Meta is betting its future on personal AI agents, raising its 2026 capital expenditure forecast to as high as $145 billion to fund the initiative.
Meta Platforms is preparing to enter the agentic AI race with a consumer-focused assistant, backed by a capital expenditure plan now forecast between $125 billion and $145 billion for 2026. The move, reported by the Financial Times on May 5, follows the launch of its Muse Spark large language model and aims to build an AI that is more accessible than offerings from competitors like OpenAI and Google.
The goal is to deliver agents that can understand a person’s goals and “work day and night” to help achieve them, CEO Mark Zuckerberg said on the company's recent earnings call, positioning the technology as a tool to amplify people rather than replace them.
The strategy is already showing early signs of traction in the business world, where weekly conversations with Meta’s business AIs have surged 10x since the beginning of the year to over 10 million. This comes as the company posted strong Q1 financials, with revenue climbing 33% year-over-year to $56.3 billion, fueled by AI-driven recommendation improvements that boosted Reels time spent on Instagram by 10%.
The enormous investment required, however, presents a significant risk. Meta recorded a $107 billion increase in multi-year contractual commitments for cloud and infrastructure in the first quarter alone. The scale of the spending has prompted caution from analysts, who question if the returns on AI can justify the cost, creating a high-stakes scenario for the social media giant.
The $145 Billion Question: Agentic AI
Meta’s increased capital expenditure, a jump from a previous estimate of $115-$135 billion, is primarily for servers, data centers, and custom silicon needed to train and deploy a global fleet of AI agents. While other major labs have focused on enterprise customers, Mizuho analysts noted Meta’s strategy is centered on consumer applications, a potentially vast but unproven market.
The company is partnering with Google, Perplexity, and OpenAI to shape the direction of "agentic commerce." However, some retail executives are skeptical about the universal applicability of AI agents. Wayfair CEO Niraj Shah argued that while agents may succeed with replenishable goods or commodities, they are less likely to dominate in categories like home furnishings where emotional and discovery-based shopping is key—a direct contrast to Meta's "be everywhere" ambition.

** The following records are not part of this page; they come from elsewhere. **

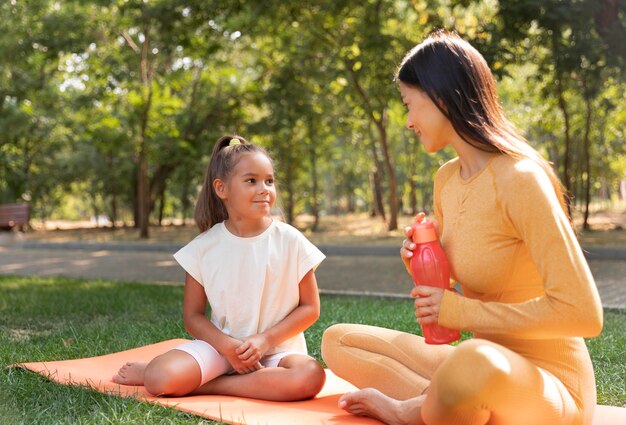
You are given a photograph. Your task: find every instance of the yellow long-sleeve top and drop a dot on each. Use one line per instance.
(526, 284)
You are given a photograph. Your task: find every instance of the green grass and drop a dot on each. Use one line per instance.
(56, 318)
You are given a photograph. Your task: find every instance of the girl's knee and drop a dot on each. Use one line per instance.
(330, 342)
(308, 380)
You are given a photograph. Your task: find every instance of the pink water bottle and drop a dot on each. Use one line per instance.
(430, 267)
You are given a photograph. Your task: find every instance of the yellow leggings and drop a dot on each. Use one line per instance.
(476, 382)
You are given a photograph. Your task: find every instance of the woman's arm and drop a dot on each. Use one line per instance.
(570, 305)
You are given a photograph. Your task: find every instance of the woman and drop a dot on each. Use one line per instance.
(528, 295)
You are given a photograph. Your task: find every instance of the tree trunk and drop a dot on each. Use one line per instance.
(392, 224)
(143, 195)
(314, 179)
(587, 162)
(566, 118)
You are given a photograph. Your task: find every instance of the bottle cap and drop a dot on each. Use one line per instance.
(424, 231)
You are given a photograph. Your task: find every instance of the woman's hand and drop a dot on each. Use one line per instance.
(427, 304)
(406, 252)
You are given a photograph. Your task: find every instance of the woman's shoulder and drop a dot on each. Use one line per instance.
(447, 170)
(508, 169)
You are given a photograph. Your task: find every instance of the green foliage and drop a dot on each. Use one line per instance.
(89, 90)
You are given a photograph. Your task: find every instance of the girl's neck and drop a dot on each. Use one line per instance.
(246, 228)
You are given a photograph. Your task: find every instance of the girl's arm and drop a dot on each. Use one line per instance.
(301, 318)
(200, 327)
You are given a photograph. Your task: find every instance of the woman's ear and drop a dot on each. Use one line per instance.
(220, 188)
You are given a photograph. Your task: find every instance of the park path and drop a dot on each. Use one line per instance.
(374, 270)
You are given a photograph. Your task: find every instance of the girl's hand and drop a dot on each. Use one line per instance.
(252, 349)
(240, 366)
(427, 304)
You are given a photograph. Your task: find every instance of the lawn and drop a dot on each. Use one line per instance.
(57, 318)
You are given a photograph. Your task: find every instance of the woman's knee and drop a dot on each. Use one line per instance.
(474, 367)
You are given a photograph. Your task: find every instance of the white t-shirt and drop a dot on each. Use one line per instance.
(251, 283)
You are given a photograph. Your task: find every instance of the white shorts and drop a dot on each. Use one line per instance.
(213, 364)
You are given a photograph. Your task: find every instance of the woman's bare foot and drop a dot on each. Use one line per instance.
(374, 404)
(132, 373)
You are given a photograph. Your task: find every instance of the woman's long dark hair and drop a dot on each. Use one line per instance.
(458, 80)
(227, 152)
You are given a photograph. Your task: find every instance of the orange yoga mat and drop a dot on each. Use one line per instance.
(96, 372)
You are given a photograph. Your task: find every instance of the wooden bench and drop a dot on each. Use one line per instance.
(14, 216)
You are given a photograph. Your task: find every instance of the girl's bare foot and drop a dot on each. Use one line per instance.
(374, 404)
(132, 373)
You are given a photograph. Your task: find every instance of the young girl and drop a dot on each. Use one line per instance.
(257, 276)
(528, 295)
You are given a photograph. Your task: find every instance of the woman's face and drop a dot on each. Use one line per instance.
(433, 128)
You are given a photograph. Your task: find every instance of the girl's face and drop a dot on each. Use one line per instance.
(249, 193)
(433, 128)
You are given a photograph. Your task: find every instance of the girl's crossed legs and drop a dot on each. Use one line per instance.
(197, 368)
(477, 382)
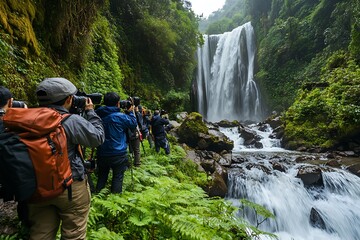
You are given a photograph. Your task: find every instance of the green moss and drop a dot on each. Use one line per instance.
(16, 17)
(191, 127)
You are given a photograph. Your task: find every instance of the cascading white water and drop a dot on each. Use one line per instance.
(225, 84)
(281, 192)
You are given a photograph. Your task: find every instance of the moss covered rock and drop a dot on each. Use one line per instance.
(196, 134)
(190, 129)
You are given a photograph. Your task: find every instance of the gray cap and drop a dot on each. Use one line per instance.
(52, 90)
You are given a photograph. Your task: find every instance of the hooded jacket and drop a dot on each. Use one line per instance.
(116, 125)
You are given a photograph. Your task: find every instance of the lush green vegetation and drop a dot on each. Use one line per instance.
(142, 48)
(165, 198)
(328, 114)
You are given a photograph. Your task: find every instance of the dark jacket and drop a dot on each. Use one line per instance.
(133, 133)
(116, 125)
(157, 127)
(86, 131)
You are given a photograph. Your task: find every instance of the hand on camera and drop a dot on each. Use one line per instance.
(89, 105)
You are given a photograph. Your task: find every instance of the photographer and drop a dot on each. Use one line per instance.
(5, 103)
(112, 154)
(158, 130)
(70, 215)
(146, 126)
(135, 135)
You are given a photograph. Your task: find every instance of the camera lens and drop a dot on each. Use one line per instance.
(95, 97)
(18, 104)
(136, 101)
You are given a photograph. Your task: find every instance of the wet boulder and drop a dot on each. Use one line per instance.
(190, 128)
(180, 117)
(278, 166)
(316, 220)
(274, 121)
(277, 133)
(250, 137)
(194, 132)
(218, 187)
(355, 169)
(228, 124)
(310, 176)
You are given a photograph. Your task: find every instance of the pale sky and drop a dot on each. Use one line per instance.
(206, 6)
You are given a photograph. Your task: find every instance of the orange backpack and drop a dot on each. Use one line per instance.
(41, 130)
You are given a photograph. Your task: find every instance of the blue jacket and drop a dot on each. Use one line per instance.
(116, 125)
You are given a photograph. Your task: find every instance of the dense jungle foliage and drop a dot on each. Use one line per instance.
(308, 58)
(144, 48)
(165, 198)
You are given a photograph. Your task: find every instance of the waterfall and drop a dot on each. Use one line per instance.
(336, 202)
(225, 86)
(283, 194)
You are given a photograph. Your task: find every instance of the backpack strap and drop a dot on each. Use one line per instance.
(69, 188)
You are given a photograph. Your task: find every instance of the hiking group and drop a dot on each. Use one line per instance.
(42, 164)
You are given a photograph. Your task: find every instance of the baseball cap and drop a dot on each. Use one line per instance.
(52, 90)
(5, 95)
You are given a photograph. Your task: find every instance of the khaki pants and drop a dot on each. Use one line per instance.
(45, 217)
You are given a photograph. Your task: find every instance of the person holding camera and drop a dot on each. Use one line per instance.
(158, 130)
(6, 100)
(112, 154)
(146, 126)
(5, 103)
(47, 216)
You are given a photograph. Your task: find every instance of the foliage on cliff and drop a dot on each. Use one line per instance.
(164, 199)
(142, 48)
(327, 115)
(294, 39)
(300, 47)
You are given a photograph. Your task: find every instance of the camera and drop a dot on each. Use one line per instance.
(90, 165)
(18, 104)
(79, 101)
(136, 101)
(125, 104)
(162, 112)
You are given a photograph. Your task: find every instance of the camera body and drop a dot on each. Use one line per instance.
(79, 101)
(90, 165)
(136, 101)
(18, 104)
(125, 104)
(162, 112)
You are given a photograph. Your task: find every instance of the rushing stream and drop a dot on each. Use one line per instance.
(225, 89)
(337, 202)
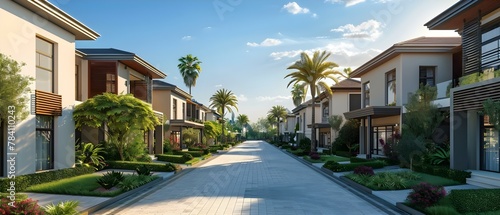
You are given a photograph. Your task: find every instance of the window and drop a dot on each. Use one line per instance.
(391, 87)
(44, 142)
(490, 47)
(427, 76)
(366, 94)
(44, 65)
(174, 108)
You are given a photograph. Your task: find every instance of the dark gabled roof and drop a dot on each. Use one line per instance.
(128, 58)
(454, 17)
(417, 45)
(162, 85)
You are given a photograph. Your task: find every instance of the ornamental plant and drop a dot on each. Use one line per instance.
(364, 170)
(425, 195)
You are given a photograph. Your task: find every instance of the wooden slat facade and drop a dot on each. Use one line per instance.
(48, 103)
(473, 98)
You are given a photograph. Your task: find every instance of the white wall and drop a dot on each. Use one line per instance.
(20, 27)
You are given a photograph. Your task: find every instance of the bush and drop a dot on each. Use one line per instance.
(27, 206)
(441, 210)
(24, 181)
(110, 179)
(475, 201)
(445, 172)
(336, 167)
(364, 170)
(425, 195)
(132, 165)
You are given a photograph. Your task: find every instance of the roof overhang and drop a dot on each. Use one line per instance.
(454, 17)
(374, 112)
(60, 18)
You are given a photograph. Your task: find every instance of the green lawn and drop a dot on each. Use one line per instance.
(325, 158)
(84, 185)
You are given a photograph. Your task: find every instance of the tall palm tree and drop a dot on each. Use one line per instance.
(312, 72)
(298, 94)
(276, 113)
(190, 69)
(223, 100)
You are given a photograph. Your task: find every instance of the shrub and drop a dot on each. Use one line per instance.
(110, 179)
(364, 170)
(27, 206)
(314, 155)
(445, 172)
(475, 201)
(63, 208)
(133, 165)
(425, 195)
(441, 210)
(24, 181)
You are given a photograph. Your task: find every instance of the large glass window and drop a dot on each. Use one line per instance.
(427, 76)
(391, 87)
(490, 47)
(366, 94)
(44, 142)
(44, 65)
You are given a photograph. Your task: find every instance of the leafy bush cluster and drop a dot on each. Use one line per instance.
(445, 172)
(24, 181)
(130, 165)
(337, 167)
(475, 201)
(424, 195)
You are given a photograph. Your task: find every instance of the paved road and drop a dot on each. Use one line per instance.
(253, 178)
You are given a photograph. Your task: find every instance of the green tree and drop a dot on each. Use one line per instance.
(223, 100)
(312, 73)
(276, 114)
(190, 69)
(13, 88)
(122, 115)
(299, 92)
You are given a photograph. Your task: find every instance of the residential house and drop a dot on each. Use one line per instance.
(391, 77)
(180, 111)
(100, 70)
(42, 36)
(346, 96)
(474, 142)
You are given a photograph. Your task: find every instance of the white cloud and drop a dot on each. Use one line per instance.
(294, 8)
(347, 3)
(369, 30)
(241, 98)
(266, 42)
(273, 98)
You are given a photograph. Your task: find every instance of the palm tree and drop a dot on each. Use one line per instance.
(190, 69)
(312, 72)
(243, 120)
(223, 100)
(276, 113)
(298, 94)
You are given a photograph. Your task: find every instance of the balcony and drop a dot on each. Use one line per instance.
(443, 94)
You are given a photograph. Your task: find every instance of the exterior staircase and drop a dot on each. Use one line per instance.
(484, 179)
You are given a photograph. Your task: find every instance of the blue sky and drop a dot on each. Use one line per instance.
(246, 45)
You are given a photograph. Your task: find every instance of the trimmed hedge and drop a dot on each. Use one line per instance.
(172, 158)
(24, 181)
(453, 174)
(336, 167)
(475, 201)
(193, 153)
(358, 160)
(131, 165)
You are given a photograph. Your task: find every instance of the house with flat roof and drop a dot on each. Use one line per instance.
(42, 36)
(388, 80)
(474, 142)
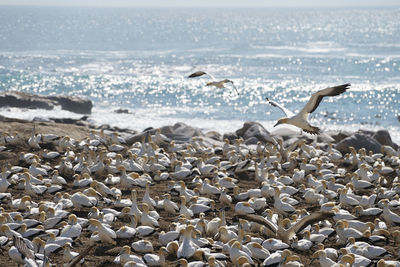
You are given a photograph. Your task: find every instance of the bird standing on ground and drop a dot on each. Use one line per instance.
(300, 119)
(218, 84)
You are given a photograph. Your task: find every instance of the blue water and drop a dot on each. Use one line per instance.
(139, 59)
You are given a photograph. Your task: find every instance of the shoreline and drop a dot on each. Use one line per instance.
(181, 140)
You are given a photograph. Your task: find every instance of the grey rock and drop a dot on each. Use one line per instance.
(325, 138)
(74, 104)
(181, 128)
(251, 141)
(214, 135)
(358, 141)
(338, 135)
(230, 136)
(31, 101)
(383, 137)
(255, 129)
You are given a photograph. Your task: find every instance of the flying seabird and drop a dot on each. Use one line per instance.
(218, 84)
(300, 119)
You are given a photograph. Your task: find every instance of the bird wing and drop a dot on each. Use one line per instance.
(260, 220)
(310, 219)
(19, 243)
(316, 98)
(201, 73)
(287, 112)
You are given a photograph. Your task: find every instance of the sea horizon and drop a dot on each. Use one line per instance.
(281, 53)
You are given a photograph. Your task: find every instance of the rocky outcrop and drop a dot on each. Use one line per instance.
(30, 101)
(384, 138)
(252, 132)
(358, 140)
(73, 104)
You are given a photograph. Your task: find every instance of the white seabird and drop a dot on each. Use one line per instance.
(218, 84)
(300, 119)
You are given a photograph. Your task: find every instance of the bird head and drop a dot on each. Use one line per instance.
(281, 121)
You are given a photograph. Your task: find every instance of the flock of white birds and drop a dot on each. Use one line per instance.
(226, 204)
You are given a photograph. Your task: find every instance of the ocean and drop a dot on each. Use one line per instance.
(139, 59)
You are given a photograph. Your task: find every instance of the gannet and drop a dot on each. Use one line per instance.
(218, 84)
(142, 246)
(300, 119)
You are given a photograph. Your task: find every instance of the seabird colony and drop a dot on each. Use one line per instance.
(195, 204)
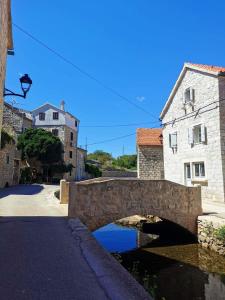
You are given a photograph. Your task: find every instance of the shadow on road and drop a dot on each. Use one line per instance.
(23, 189)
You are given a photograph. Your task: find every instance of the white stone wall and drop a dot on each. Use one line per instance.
(206, 91)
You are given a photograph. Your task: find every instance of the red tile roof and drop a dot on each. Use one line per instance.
(149, 137)
(208, 67)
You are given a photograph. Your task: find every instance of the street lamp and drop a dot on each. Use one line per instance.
(25, 83)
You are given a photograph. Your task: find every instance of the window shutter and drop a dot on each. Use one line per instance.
(203, 135)
(190, 136)
(192, 95)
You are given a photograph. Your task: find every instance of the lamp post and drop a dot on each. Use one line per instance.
(25, 83)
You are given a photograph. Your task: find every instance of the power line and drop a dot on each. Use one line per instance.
(117, 125)
(82, 71)
(113, 139)
(194, 113)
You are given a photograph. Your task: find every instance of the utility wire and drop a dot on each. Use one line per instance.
(117, 125)
(194, 113)
(114, 139)
(82, 71)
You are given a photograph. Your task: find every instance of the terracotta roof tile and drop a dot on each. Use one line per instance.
(149, 137)
(209, 68)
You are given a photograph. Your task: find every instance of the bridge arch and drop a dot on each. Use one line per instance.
(102, 201)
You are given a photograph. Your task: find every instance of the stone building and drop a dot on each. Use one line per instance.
(61, 124)
(81, 160)
(14, 123)
(150, 153)
(6, 44)
(193, 120)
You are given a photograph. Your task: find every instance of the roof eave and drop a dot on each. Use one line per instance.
(185, 67)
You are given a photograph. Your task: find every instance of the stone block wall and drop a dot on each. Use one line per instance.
(4, 45)
(119, 174)
(9, 165)
(150, 162)
(102, 201)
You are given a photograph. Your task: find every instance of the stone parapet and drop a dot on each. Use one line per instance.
(102, 201)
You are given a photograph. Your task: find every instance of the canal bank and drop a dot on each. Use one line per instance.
(166, 268)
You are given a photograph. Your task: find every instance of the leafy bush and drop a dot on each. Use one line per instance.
(6, 139)
(93, 170)
(26, 175)
(220, 233)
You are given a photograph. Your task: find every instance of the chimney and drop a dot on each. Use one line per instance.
(62, 105)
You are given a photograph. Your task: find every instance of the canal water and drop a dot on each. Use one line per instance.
(168, 268)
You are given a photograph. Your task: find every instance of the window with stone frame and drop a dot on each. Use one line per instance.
(71, 136)
(189, 95)
(55, 132)
(41, 116)
(199, 170)
(197, 134)
(173, 140)
(55, 115)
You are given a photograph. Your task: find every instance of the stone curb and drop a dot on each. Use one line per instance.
(117, 283)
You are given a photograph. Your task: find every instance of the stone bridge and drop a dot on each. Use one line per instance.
(98, 202)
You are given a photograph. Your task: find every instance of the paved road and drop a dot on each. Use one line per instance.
(31, 200)
(47, 257)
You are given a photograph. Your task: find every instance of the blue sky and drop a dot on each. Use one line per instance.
(136, 47)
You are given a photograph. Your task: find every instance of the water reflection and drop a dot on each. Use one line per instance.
(167, 271)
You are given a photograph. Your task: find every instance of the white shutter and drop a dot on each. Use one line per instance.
(190, 136)
(192, 95)
(203, 135)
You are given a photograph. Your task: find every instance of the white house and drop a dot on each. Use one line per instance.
(61, 124)
(193, 120)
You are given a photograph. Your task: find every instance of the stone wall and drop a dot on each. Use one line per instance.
(207, 227)
(102, 201)
(5, 44)
(9, 165)
(119, 173)
(206, 88)
(150, 162)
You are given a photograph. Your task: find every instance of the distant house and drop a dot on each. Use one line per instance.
(150, 153)
(14, 123)
(61, 124)
(193, 120)
(81, 160)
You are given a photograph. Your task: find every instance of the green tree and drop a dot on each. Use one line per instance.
(126, 161)
(41, 145)
(102, 157)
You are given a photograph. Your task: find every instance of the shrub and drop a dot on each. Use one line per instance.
(220, 233)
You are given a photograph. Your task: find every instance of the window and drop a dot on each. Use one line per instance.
(55, 115)
(55, 132)
(189, 95)
(199, 169)
(71, 136)
(173, 140)
(197, 134)
(41, 116)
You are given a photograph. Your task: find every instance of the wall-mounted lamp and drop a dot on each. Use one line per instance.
(25, 83)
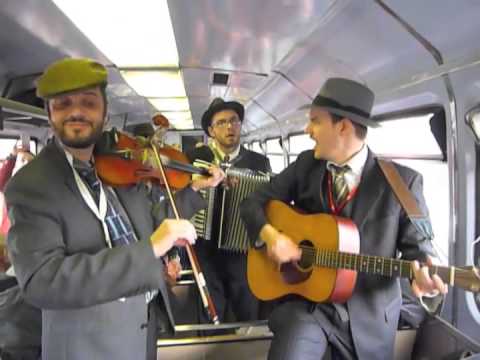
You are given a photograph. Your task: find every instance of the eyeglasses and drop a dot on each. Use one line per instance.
(223, 123)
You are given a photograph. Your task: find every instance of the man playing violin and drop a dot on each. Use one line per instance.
(86, 253)
(341, 176)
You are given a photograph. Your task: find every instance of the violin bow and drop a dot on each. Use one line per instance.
(197, 271)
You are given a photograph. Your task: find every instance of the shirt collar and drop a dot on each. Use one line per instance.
(232, 155)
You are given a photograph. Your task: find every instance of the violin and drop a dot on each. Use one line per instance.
(121, 159)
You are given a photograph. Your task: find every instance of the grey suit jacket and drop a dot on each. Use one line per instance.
(384, 229)
(92, 297)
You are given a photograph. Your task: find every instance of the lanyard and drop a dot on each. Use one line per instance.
(337, 208)
(100, 211)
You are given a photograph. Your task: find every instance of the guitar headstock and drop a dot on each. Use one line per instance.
(468, 278)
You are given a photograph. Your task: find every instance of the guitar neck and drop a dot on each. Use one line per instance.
(377, 265)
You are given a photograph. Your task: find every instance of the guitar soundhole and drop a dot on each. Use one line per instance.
(308, 255)
(294, 273)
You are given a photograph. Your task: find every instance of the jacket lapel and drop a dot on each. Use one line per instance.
(56, 153)
(368, 192)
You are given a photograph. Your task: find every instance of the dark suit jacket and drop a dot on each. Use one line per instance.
(384, 228)
(65, 267)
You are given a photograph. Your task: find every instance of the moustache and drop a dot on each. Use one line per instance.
(77, 119)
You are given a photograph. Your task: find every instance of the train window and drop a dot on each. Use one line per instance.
(7, 144)
(409, 137)
(277, 162)
(256, 147)
(410, 142)
(299, 143)
(273, 146)
(274, 153)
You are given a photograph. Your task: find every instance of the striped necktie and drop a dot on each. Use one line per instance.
(340, 186)
(119, 229)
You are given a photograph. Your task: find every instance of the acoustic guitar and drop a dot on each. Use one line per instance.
(327, 270)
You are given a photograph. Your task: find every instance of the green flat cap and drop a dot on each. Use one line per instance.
(70, 74)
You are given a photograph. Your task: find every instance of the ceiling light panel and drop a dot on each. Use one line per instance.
(130, 34)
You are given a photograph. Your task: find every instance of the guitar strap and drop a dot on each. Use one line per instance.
(406, 199)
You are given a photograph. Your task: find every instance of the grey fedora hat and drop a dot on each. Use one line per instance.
(347, 98)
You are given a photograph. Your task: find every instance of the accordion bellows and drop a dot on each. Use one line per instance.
(221, 219)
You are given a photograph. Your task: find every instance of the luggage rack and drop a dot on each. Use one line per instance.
(244, 331)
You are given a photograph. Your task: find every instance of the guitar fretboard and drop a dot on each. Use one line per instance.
(376, 265)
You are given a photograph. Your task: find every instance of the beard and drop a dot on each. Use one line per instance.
(75, 138)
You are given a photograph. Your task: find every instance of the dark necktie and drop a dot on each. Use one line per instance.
(120, 231)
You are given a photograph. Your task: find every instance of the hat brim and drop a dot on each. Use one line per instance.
(227, 105)
(352, 116)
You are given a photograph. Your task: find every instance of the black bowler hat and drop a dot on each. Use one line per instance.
(219, 105)
(347, 98)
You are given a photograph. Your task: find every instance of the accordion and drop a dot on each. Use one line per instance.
(221, 220)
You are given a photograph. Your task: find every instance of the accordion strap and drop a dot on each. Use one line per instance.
(402, 192)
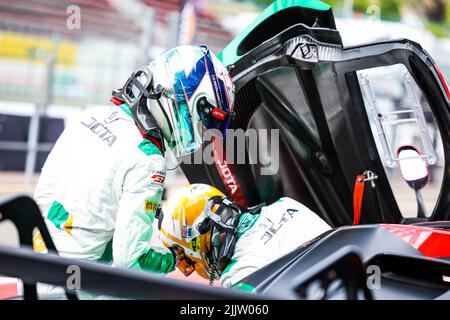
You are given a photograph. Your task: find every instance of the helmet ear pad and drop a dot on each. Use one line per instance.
(223, 238)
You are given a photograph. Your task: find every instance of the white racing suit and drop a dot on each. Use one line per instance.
(262, 238)
(99, 190)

Engagement Gains Fuel AI Flywheel
The massive AI spend is predicated on Meta’s ability to translate investment into user engagement, and early data shows progress. Beyond the 10% lift in Reels consumption, total video watch time on Facebook grew by more than 8% in Q1, the largest quarterly gain in four years. Management attributes this to more advanced AI ranking models that have more than doubled the amount of same-day posts recommended to users.
This "AI flywheel"—where better models drive engagement, which generates data to improve the models—is critical to justifying the infrastructure outlay. The company is also deploying AI into its core ad systems, with improvements to its Lattice and GEM model architecture driving a 6% increase in conversion rates for certain ad types in the first quarter.
For investors, the strategy presents a clear trade-off. Mizuho recently lowered its price target on Meta from $850 to $835, citing the escalating capex and the need for a clearer product roadmap before the stock’s valuation multiple can expand. While maintaining an Outperform rating, the firm warned that if growth peaks without definitive progress, the stock could face pressure. Meta's path forward hinges on proving its $145 billion bet can create a new paradigm of consumer AI, and not just a new tier of expenses.
This article is for informational purposes only and does not constitute investment advice.